Hi, this should be possible. The condition "Internal message = false" should filter only the incoming messages.

Hi, when there is a limit on number of IP addresses from Received headers set by user, they are counted from the most recent (appears on top). Local IP addresses and addresses on Ignore list are skipped i.e. not counted towards the limit. Note: besides Received headers, we also acquire the IP address of the connecting server from the SMTP session - this address is always checked against our cloud blacklists/whitelists, independent on whether it is part of Received headers or not.

Hi, Ad. Internal: messages are consider as internal if the SMTP connection is not marked as external by Exchange server, or when the email comes from the internal mailbox, or when is submitted via local pickup. Ad. Outgoing: this is based on the email recipients categories. EMSX checks all recipients of the email to determine whether they are located in the same organization, in different organization, or are marked by Exchange as external.

Hi, ESET Mail Security doesn't use any third party RBL by default, only our own cloud service.

Hi Daenni, yes in Mail Quarantine you can check the original headers of quarantined emails, in the Details window.

Hi, RBL servers are queried with IP addresses extracted from 'Received:' headers, DNSBL servers are queried with IP's and domains extracted from message body. Hope that helps.

There is a setting in product "Enable temporary rejecting of undetermined messages" in Advanced antispam settings, that can help to fight first waves of spam by temporarily rejecting suspicious emails for the specified period until our antispam cloud gathers enough data.

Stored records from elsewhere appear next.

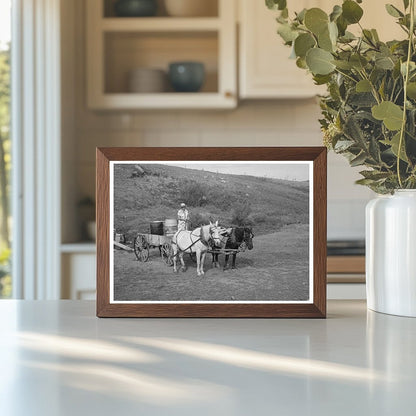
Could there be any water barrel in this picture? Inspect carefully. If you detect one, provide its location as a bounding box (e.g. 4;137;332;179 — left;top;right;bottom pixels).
164;219;178;235
150;221;163;235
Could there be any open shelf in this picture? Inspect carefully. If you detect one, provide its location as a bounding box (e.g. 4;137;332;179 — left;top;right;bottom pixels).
101;17;221;32
86;0;237;110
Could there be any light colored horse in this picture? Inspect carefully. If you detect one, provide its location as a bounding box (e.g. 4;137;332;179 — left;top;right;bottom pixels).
172;221;223;276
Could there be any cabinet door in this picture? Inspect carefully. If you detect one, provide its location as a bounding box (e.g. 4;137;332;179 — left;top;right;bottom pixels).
239;0;329;98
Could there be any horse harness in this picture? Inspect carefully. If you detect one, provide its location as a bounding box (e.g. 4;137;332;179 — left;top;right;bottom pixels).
172;230;209;253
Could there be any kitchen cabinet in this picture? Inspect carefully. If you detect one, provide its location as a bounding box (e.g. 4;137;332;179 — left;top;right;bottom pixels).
86;0;237;110
238;0;404;99
61;243;96;300
239;0;324;99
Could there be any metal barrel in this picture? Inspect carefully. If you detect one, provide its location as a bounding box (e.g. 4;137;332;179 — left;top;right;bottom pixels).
164;219;178;235
150;221;163;235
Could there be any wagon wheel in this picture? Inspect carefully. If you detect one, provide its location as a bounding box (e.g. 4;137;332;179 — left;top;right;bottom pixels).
160;243;173;266
134;235;149;262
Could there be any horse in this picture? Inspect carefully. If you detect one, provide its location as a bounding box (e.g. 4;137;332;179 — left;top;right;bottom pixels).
172;221;223;276
212;226;254;270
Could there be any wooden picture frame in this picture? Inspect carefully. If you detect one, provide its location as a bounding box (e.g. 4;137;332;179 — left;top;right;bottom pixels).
96;147;327;318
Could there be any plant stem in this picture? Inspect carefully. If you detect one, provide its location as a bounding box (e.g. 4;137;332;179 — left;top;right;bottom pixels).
397;0;415;188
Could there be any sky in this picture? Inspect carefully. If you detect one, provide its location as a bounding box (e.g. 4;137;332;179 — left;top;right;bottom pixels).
161;162;309;181
0;0;11;47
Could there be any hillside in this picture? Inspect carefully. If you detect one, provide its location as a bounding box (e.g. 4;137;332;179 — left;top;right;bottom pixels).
114;164;309;239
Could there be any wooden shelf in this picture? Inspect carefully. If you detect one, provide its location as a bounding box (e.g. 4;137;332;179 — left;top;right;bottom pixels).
86;0;237;110
101;17;221;32
327;256;365;274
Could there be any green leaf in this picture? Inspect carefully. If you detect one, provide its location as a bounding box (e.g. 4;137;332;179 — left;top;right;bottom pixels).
305;7;328;36
337;30;357;43
355;79;371;92
334;140;355;153
329;4;342;22
360;170;391;181
386;4;404;17
296;57;308;69
350;152;367;167
306;48;335;75
295;33;316;58
371;101;403;131
407;82;416;100
342;0;364;24
296;9;307;23
313;74;331;85
337;15;348;37
380;132;409;162
277;23;298;43
318;27;334;52
349;53;368;70
375;56;394;70
332;60;352;71
371;29;380;42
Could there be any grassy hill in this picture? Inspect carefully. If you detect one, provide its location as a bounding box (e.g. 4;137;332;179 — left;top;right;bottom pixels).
114;164;309;238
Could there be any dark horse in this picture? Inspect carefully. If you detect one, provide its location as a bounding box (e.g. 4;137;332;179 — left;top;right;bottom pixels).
212;227;254;270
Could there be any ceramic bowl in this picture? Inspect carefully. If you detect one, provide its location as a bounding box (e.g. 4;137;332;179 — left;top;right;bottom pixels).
87;221;97;241
128;68;168;94
169;62;205;92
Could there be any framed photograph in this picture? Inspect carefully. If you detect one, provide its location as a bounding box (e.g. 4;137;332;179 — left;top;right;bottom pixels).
97;147;327;318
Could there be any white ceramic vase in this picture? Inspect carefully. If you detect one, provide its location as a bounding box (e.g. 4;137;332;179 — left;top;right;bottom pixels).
366;190;416;317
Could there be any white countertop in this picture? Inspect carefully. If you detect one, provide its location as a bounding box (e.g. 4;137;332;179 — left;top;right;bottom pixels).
0;301;416;416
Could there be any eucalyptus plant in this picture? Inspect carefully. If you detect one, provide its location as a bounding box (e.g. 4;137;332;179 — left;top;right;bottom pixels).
266;0;416;194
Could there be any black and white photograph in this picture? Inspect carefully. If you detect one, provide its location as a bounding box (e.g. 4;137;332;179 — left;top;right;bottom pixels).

For malware it is recommended to enable ESET LiveGuard (cloud sandbox).

The "UseOriginalIPHeader" setting is relevant only for the Mail security, not for Network protection component. So yes, that was a misunderstanding from our part.

You can verify it in the Mail server protection log - e.g. turn on logging of all messages <?xml version="1.0" encoding="utf-8"?> <ESET> <PRODUCT NAME="emsx"> <ITEM NAME="plugins"> <ITEM NAME="01004100"> <ITEM NAME="settings"> <ITEM NAME="MAILSERVER_CONFIG"> <NODE NAME="LogAllMessages" TYPE="number" VALUE="1" /> </ITEM> </ITEM> </ITEM> </ITEM> </PRODUCT> </ESET> send an email containing the header (i.e. X-Originating-IP: X.Y.Z.W) and you should see the X.Y.Z.W address in the "IP Address" column instead of the address of the sending server. The column has zero width by default, you need to resize it first - it is the second column right after "Time". If that address is on the Blocked IP list, the whole email should be marked as spam.

Hi, Microsoft has recently discontinued the Basic Authentication for EWS by default (https://learn.microsoft.com/en-us/exchange/clients-and-mobile-in-exchange-online/deprecation-of-basic-authentication-exchange-online). We are working on a solution which we plan to include in the next major EMSX release. In the meantime it is still possible to re-enable the Basic Authentication in tenant settings: https://learn.microsoft.com/en-us/azure/active-directory/fundamentals/concept-fundamentals-security-defaults

You don't need to edit exported settings, you can just import that XML I've copied here in the chat. Just save those 15 lines to a file and import it - only those two settings will be affected by it. As for the "the originating IP Address is detected automatically in all new versions of Mail Security" - that could be a bit misleading. It's true that our antispam engine tries to verify/detect the correct sender's IP address from the message headers automatically if the IP address provided from Exchange Server SMTP session is e.g. a local address (Edge server, other server in DAG etc...). But that has nothing to do with this setting (UseOriginalIPHeader) where you can explicitly specify which particular header contain the correct IP.

The setting should work the same as before, i.e. when turned on (UseOriginalIPHeader=1) and with the header name defined (OriginalIPHeader), then whenever EMSX finds such header in the email, it's value - if it's valid IP address - is used instead of the connecting server IP address. That should relate to all protection layers that process the connecting IP (antispam, SPF ...). It has been removed from GUI, as it was often used in a way that was not intended. For the legitimate cases it is still available for advanced users.